Nay, do not start and whisper with surprise. It is a truth. Your hearts witness it; God proclaims it. This continent is the property of a free people, and their property alone. God, I say, proclaims it. Look at this strange history of a baud of exiles and outcasts suddenly transformed into a people. Look at this wonderful exodus of the Old World into the New, where they came, weak in arms but mighty in Godlike faith. Nay, look at the history of your Bunker Hill, your Lexington, where a band of plain farmers mocked, trampled down the panopoly of British arms, and then tell me, if you can, that God has not given America to the free.

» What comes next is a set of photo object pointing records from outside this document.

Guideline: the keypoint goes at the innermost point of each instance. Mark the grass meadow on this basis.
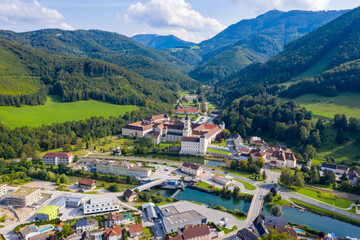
(55, 111)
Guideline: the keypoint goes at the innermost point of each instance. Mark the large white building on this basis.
(195, 138)
(103, 204)
(54, 158)
(122, 169)
(191, 169)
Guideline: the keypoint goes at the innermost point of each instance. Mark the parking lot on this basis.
(212, 215)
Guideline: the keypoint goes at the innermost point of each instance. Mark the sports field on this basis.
(55, 111)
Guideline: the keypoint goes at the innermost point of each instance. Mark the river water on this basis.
(318, 222)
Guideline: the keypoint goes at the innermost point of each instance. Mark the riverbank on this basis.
(323, 212)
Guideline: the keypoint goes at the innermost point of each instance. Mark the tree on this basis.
(268, 197)
(114, 187)
(299, 179)
(344, 177)
(236, 191)
(273, 191)
(66, 148)
(309, 152)
(314, 175)
(276, 210)
(260, 162)
(264, 175)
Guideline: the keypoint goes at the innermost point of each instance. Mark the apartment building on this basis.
(103, 204)
(57, 157)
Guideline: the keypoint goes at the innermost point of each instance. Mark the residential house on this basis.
(136, 230)
(282, 159)
(119, 219)
(191, 169)
(2, 189)
(117, 151)
(353, 176)
(130, 195)
(113, 233)
(41, 236)
(339, 170)
(122, 168)
(54, 158)
(259, 226)
(221, 180)
(86, 184)
(149, 208)
(86, 224)
(196, 232)
(103, 204)
(29, 231)
(246, 234)
(257, 153)
(290, 231)
(73, 202)
(49, 212)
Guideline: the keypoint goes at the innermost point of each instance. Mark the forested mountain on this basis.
(110, 47)
(255, 40)
(327, 50)
(28, 74)
(160, 42)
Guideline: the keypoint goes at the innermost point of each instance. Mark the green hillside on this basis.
(338, 39)
(344, 103)
(55, 111)
(110, 47)
(75, 79)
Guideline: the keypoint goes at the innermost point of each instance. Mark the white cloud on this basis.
(286, 4)
(176, 17)
(16, 12)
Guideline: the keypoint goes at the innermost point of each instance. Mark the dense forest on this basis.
(328, 46)
(78, 79)
(26, 140)
(344, 78)
(267, 116)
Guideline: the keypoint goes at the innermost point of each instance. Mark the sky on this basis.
(191, 20)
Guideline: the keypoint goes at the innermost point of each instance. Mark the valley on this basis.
(56, 111)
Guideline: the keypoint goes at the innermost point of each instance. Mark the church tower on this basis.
(187, 127)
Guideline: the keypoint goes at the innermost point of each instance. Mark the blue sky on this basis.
(192, 20)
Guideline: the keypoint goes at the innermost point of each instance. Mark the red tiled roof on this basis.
(58, 154)
(114, 217)
(135, 228)
(128, 193)
(186, 110)
(87, 182)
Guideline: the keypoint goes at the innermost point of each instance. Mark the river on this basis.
(195, 195)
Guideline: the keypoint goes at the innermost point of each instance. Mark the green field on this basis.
(326, 197)
(55, 111)
(344, 103)
(348, 151)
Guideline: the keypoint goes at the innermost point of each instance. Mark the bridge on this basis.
(149, 185)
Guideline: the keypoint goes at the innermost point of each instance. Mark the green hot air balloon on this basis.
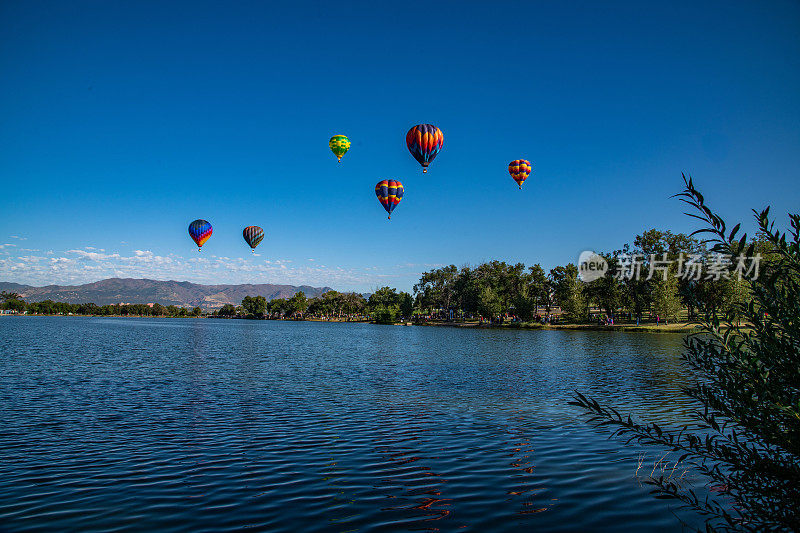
(339, 145)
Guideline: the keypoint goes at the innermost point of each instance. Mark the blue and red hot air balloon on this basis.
(389, 193)
(200, 231)
(424, 141)
(520, 169)
(253, 235)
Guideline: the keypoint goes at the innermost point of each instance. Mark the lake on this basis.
(200, 424)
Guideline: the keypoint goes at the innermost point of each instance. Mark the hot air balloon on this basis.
(200, 230)
(519, 169)
(339, 145)
(252, 236)
(424, 141)
(389, 193)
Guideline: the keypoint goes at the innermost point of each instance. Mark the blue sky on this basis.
(121, 122)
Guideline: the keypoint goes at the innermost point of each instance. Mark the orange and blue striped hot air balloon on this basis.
(424, 141)
(200, 231)
(253, 235)
(519, 169)
(389, 193)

It is not given to our poor human intellect to climb the skies, to pierce the counsels of the Almighty One. But methinks I stand among the awful clouds which veil the brightness of Jehovah’s throne. Methinks I see the Recording Angel—pale as an angel is pale, weeping as an angel can weep—come trembling up to the throne, and speaking his dread message: “Father! The Old World is baptized in blood! Father! it is drenched with the blood of millions, butchered in war, in persecution, in low, grinding oppression! Father, look! With one glance of Thine eternal eye, look over Europe, Asia, Africa, and behold evermore a terrible sight — man trodden down beneath the oppressor’s feet, nations lost in blood, murder and superstition walking hand in hand over the graves of their victims, and not a single voice to whisper hope to man.
He stands there, his hand trembling with the black record of human guilt. But hark! The voice of Jehovah speaks out from the awful cloud: ‘Let there be light again. Let there be a New World. Tell my people, the poor, down-trodden millions, to go out of the Old World. Tell them to go out from wrong, oppression and blood. Tell them to go out from the Old World to build up my altar in the New.
As God lives, my friends, I believe that to be His voice. Yes, were my soul trembling on the wing of eternity, were this hand freezing in death, were my voice choking with the last struggle, I would still, with my last gasp of voice, implore you to remember the truth—God has given America to be free. Yes, as I sank down into the gloomy shadows of the grave, with my last gasp I would beg you to sign that parchment in the name of One who made the Savior, who redeemed you in the name of the millions whose very breath is now hushed, in intense expectation, as they look up to you for the awful words, you are free!
Laboring men of America! The voice of Patrick Henry and the fathers of American Independence rings down through the corridors of time and tells you to strike. Not with glittering musket, flaming sword and deadly cannon; but with the silent, potent and all-powerful ballot, the only vestige of liberty left. Strike from yourselves the shackles of party slavery, and exercise independent manhood. Strike at the foundation of the evils which are threatening the existence of the Republic. Strike for yourselves, your families, your fellow man, your country and your God. Strike from the face of the land the monopolies and combinations that are eating out the heart of the Nation. Let the manhood of the Nation rise up in defense of liberty, justice and equality. Let the battle go on until all the people, from North to South and East to West, shall join in one loud acclaim, “Victory is ours, and the people are free!” (Morgan, 1891, p770-774)
We are reminded of quote by Alexis de Tocqueville, ““I sought for the greatness and genius of America in her commodious harbors and her ample rivers – and it was not there . . . in her fertile fields and boundless forests and it was not there . . . in her rich mines and her vast world commerce – and it was not there . . . in her democratic Congress and her matchless Constitution – and it was not there. Not until I went into the churches of America and heard her pulpits aflame with righteousness did I understand the secret of her genius and power. America is great because she is good, and if America ever ceases to be good, she will cease to be great.”